Die DVD von Sony (respektive Stardust) präsentiert den Film in ordentlicher Bild- und Tonqualität. Beim Bild konnte man im Prinzip auch nicht viel falsch machen: der Streifen wurde mit DV gedreht und bei etwas über einer Stunde Laufzeit (ein Schelm, wer bei den 69 min böses denkt ) stellt sich die Frage nach Kompressionsverlusten nicht. Auch der Ton ist gut gelungen. Die Konzertausschnitte stechen dabei deutlich heraus. Kein Wunder, wurde der Ton der Livemitschnitte doch direkt von den Mischpulten abgenommen.
Als Extras gibt es Interviews mit den beiden Darstellern und dem Regisseur, eine Fotogalerie und den unvermeidlichen Trailer. Geht so.

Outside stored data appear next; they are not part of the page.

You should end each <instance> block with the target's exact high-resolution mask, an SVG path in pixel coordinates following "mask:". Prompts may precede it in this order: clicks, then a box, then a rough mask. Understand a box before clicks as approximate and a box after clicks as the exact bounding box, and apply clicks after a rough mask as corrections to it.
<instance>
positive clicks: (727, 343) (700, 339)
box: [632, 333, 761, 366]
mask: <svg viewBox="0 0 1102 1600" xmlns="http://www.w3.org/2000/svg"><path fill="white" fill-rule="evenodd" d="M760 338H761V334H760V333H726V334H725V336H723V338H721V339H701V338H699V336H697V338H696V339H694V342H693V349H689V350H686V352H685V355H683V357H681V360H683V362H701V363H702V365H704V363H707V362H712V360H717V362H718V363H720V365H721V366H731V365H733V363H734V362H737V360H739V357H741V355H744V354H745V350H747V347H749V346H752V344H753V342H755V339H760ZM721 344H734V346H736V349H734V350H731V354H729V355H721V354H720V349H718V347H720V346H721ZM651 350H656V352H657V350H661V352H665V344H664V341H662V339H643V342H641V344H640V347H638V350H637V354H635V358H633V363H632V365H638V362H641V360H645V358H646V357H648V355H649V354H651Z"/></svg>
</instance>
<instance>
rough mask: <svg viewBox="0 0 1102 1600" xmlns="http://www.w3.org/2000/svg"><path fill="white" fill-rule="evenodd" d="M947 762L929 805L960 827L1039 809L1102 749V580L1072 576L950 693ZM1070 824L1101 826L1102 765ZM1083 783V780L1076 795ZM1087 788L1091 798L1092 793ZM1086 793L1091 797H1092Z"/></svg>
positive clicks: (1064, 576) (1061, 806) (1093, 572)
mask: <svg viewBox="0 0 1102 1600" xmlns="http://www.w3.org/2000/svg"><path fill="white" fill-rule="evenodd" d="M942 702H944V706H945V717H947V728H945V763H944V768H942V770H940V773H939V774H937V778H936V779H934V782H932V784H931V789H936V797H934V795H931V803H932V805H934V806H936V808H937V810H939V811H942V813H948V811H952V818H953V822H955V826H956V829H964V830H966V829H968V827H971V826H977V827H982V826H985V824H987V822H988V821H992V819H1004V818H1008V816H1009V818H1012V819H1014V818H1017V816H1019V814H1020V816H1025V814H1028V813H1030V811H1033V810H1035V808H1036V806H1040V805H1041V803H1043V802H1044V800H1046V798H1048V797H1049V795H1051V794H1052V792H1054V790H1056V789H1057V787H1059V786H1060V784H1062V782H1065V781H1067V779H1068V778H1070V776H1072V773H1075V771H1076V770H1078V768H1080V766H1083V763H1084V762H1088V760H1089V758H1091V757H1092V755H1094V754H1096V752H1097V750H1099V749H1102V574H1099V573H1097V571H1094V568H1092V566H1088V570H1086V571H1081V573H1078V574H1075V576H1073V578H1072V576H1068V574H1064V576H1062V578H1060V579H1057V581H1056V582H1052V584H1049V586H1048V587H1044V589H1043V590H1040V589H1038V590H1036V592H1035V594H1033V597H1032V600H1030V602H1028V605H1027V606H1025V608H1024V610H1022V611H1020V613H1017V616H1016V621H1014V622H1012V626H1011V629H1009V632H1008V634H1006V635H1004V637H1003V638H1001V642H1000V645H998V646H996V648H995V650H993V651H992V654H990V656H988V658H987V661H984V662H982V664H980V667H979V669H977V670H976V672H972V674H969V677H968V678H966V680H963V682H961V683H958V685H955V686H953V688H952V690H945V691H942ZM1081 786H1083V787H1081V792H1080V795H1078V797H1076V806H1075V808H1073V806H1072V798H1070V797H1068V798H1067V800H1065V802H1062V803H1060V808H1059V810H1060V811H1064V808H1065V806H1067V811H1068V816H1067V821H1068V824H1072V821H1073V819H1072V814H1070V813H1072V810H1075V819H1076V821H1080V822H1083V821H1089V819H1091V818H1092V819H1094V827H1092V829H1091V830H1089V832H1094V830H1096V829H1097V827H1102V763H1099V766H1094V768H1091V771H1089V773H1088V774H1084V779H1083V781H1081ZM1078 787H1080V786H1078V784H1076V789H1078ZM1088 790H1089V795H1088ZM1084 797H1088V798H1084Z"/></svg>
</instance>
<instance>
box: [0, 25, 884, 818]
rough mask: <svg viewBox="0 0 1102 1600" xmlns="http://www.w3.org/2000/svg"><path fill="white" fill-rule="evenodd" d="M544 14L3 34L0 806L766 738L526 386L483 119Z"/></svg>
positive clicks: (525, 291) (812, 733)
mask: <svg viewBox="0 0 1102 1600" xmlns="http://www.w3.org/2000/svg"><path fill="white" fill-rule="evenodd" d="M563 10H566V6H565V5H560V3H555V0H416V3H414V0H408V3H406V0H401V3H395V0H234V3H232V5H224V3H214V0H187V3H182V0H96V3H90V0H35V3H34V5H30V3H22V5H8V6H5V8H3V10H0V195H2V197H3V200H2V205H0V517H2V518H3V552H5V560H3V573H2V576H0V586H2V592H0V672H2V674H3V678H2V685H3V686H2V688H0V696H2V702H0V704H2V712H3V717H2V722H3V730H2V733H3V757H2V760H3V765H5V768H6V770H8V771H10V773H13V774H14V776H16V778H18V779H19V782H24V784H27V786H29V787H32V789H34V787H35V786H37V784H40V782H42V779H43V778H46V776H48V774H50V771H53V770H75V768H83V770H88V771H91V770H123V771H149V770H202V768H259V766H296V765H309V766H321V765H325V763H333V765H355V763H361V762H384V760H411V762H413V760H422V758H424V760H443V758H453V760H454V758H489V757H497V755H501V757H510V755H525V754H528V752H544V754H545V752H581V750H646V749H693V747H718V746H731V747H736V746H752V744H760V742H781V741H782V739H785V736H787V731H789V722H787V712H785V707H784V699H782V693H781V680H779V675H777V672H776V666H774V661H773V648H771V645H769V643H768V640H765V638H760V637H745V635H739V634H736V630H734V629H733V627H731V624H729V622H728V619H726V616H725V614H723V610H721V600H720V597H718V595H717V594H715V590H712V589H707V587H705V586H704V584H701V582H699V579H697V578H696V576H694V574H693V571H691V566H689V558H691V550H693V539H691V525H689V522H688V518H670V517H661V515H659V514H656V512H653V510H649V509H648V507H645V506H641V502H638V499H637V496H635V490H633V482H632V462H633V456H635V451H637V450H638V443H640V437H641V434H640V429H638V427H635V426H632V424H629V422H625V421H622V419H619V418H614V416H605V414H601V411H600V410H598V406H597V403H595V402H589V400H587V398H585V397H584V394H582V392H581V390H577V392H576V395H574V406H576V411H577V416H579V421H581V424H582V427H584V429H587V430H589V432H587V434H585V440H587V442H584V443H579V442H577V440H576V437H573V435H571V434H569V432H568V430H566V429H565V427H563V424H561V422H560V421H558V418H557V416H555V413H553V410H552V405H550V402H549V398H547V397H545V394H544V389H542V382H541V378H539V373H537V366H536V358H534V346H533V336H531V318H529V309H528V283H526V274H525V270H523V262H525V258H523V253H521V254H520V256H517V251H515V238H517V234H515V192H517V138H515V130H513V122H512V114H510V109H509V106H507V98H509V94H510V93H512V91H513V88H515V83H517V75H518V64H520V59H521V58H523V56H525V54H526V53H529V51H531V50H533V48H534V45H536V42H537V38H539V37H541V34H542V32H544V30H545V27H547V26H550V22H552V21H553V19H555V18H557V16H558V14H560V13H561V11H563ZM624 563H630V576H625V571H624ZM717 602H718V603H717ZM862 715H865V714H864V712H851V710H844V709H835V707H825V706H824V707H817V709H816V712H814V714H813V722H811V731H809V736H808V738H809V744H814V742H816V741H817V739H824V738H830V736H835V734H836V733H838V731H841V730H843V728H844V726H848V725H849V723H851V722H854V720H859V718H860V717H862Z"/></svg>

Was mich an der Scheibe allerdings verwundert: das Menu ist auf französisch. Seltsam, bei einem englischen Film . Vielleicht wollte man damit den "Cannes-Arthouse-Charakter" (wie auch das offizielle Filmplakat suggeriert) irgendwie unterstreichen. Vielleicht ist aber auch nur eine Schrulligkeit. Wer weiss das schon.
Fazit:
Durchaus kontrovers. Über die Sexszenen mag man trefflich diskutieren, die Musik ist allerdings gut gelungen und fügt sich auch schön ein. Einzig das Blabla über die Antarktis hätte man sich meiner Meinung nach schenken können. Es bringt den Film weder vorwärts, noch trägt es zur eigentlichen Handlung bei.